I am currently using tiles my 75 gal with my 6 month old Beardie. I did it because i'm a noob at reptiles and wanted no chance of impactation. The only catch is it can be a pain to clean if you don't get "it" before it dries. I never glued mine down and about once a week I removed the tiles completely and put them in the hot shower for half a hour, they come out very clean. Good luck!!


----------



## dracofish (Jul 13, 2003)

I've always used Play Sand with mine and never had any problems with impaction. I actually had a colony a couple years back of several adults and raised out a few clutches of babies before getting out of breeding them (after realizing that it's a definate money and time wasting venture).

The sand seemed the easiest to maintain and least smelling (think of maintaining about 10 different cage setups and having to scoop, spray, and feed twice a day...so being fast was good).

If you have a single Beardie enclosure then the tile thing sounds pretty good.


----------



## CLUSTER ONE (Aug 2, 2006)

i used to have sand but after changing to carpet i will never go back for an animal like a bd (mayby for a less waste producing desert species (scorpion sand boa...)


----------



## Mettle (Dec 29, 2003)

There's no perfect substrate and different people have had varying success with all kinds of things from paper towel and newspaper to various sands and other things all the way back to the slate tiles which seem to be the big popular thing these days.

Honestly, in the wild a beardie will encounter everything from sand to soil to rock to wood, etc etc. Some beardies definitely do die of impaction in the wild - but obviously not all of them. Obviously keeping extremely young beardies on paper towels or newspapers is a decent idea if you're going to be feeding in the enclosure. Most adults juvinles and adults shouldn't suffer major impaction issues if your temps are good. That's the biggest thing people seem to screw up on - is temps. And when in doubt a soak in a luke warm bath is always good to promote a bowel movement.

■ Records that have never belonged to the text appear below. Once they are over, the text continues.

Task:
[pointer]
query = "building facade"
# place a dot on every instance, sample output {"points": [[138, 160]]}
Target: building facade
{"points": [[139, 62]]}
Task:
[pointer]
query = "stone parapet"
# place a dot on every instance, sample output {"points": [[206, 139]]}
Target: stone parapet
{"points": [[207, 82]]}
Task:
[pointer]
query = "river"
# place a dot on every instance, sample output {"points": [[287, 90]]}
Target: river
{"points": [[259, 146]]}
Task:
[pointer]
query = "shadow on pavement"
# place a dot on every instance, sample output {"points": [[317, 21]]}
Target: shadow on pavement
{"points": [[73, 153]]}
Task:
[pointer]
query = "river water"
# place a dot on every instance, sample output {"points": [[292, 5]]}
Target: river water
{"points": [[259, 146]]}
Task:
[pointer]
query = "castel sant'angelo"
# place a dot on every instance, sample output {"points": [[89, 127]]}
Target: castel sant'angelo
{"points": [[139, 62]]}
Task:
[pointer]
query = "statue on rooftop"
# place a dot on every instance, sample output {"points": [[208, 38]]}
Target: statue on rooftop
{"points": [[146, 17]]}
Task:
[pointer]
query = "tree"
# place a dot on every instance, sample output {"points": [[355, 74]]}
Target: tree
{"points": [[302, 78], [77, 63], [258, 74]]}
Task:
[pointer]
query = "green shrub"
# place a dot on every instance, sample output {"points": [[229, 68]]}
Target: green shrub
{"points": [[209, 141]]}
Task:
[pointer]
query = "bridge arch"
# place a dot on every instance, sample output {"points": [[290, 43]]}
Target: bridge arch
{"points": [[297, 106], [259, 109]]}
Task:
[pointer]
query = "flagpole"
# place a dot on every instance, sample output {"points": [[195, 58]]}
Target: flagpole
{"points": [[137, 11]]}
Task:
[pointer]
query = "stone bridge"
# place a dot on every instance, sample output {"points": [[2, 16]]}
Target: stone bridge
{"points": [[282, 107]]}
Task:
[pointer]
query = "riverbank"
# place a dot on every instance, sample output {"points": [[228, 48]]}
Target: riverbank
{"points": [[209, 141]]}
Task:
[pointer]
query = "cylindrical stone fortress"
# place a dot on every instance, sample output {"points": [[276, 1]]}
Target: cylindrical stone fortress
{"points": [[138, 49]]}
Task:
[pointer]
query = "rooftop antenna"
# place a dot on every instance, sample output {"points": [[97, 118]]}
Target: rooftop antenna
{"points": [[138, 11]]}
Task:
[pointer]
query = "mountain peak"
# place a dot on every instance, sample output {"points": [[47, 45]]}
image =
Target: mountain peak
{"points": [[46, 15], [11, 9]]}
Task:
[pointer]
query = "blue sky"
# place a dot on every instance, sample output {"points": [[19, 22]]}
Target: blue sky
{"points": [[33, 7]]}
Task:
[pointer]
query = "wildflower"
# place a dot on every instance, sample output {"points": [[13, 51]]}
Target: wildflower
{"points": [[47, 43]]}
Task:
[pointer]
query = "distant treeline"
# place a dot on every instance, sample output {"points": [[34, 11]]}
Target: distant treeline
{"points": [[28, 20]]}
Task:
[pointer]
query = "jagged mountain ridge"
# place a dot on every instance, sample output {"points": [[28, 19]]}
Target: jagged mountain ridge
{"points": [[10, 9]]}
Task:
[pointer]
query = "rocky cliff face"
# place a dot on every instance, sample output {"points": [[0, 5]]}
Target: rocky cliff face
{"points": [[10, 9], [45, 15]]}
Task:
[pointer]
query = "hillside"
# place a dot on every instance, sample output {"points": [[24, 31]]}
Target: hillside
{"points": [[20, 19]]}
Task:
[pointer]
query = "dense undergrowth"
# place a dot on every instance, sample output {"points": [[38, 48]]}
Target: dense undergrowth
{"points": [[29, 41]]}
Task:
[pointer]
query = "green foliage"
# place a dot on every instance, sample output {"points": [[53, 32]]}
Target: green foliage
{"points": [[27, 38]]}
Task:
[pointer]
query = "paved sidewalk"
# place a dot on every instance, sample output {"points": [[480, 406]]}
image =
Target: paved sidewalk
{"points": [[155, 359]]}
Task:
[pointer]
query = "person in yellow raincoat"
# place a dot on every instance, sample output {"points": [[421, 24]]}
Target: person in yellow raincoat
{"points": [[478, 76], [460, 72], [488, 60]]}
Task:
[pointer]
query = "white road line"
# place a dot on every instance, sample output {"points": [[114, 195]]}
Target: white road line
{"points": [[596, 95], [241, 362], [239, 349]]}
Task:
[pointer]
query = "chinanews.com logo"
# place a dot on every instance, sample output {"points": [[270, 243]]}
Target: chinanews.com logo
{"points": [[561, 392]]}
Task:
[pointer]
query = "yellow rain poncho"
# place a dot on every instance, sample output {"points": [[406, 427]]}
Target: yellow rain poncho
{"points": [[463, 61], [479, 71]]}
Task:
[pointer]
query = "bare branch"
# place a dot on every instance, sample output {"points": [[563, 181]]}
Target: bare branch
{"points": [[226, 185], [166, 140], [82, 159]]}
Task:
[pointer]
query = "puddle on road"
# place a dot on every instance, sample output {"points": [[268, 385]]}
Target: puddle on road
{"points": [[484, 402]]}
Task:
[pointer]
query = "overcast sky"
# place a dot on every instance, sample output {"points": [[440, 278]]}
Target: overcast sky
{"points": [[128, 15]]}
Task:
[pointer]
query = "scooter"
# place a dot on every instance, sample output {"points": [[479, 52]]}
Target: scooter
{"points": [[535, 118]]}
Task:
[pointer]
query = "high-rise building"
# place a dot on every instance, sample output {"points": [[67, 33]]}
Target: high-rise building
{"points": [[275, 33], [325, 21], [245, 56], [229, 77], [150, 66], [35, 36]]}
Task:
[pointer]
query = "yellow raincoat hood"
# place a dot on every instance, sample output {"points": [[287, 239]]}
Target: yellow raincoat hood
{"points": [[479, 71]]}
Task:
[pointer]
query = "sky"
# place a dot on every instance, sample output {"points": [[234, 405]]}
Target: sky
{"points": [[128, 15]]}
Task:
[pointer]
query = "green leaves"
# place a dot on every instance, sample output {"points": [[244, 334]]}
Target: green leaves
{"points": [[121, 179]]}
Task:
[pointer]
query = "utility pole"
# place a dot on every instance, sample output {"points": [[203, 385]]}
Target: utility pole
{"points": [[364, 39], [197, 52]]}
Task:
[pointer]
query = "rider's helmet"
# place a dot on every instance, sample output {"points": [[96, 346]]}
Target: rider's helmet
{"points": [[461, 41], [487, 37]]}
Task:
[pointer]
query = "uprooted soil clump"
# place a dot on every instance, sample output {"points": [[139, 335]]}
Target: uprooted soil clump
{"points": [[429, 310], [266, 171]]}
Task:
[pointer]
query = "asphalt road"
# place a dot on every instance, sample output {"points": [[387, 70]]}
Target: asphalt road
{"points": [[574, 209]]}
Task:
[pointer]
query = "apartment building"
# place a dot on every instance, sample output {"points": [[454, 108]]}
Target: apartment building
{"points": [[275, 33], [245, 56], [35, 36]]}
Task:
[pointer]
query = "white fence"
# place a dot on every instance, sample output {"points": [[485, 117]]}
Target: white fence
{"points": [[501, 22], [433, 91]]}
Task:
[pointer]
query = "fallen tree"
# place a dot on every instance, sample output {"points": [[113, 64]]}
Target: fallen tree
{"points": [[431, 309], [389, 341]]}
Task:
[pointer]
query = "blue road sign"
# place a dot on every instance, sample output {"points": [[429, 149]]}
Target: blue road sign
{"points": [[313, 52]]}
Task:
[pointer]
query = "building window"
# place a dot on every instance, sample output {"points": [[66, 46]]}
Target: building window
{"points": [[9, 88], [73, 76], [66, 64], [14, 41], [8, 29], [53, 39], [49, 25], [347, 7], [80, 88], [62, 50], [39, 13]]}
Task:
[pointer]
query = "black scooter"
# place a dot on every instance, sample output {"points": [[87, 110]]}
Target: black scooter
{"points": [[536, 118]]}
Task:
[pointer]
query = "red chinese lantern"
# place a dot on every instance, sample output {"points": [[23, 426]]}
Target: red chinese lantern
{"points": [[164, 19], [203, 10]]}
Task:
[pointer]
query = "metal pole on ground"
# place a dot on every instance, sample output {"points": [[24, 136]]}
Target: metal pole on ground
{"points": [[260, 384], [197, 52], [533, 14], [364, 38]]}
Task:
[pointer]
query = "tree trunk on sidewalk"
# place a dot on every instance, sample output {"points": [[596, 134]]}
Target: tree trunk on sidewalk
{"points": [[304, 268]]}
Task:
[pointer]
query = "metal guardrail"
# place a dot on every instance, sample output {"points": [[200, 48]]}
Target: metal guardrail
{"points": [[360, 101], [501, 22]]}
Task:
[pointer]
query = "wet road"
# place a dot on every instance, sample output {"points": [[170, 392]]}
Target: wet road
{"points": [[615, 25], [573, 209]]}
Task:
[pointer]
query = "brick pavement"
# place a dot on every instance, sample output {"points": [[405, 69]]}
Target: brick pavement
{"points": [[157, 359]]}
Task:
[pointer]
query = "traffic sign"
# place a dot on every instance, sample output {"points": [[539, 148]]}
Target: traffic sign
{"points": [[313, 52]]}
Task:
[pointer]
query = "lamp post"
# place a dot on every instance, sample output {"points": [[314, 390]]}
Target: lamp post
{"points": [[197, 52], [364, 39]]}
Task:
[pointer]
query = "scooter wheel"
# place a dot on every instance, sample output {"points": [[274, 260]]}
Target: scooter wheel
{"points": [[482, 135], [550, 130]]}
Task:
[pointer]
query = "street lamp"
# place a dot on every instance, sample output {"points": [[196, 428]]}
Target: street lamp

My beardie is a rescue that I got who was heavily impacted and almost died. He was sold way too young and kept on sand at improper temps. What saved him was a luke warm bath and lots of little itty bitty silk worms. He's never regained that classic "beardie appetite" though and as a result is horribly stunted. That's fine tho. He's my buddy just the same.

Right now I've been keeping him on a recycled newspaper cat litter type of substrate and have been for a long while now. I have been thinking about switching to a sand/soil/rock combo for a nice setup though and to provide variation. But that's only likely to happen if I do a custom enclosure that has some built-in "easy to clean" features.


----------



## L10452 (Nov 19, 2004)

I tried everything just like you and I've got this idea from a woman who has raised them for over 10years. She uses the bird substrate. It's like a kitty litter, but for birds. It does't smell, a sunlike color and with a pooper scooper it's great. I stuck to this method and it's the best thing I've done. All 5 of my beardies seem to dig their claws in it and sleep all the time in it. Ive got 5 adults and they love it.


----------



## LouDiB (May 22, 2006)

I used everything from playsand, to walnut shells, to those overpriced expensive bags of sand for "bearded dragons"...and never had a problem with impaction

my beardies now have a green carpet as substrate in my 75 gallon...i really dont like it...its gettin a pain to maintain and when I used sand in another cage, it never really smelled, and was easy to scoop.

I'm moving back to sand/walnut shells in a couple weeks...


----------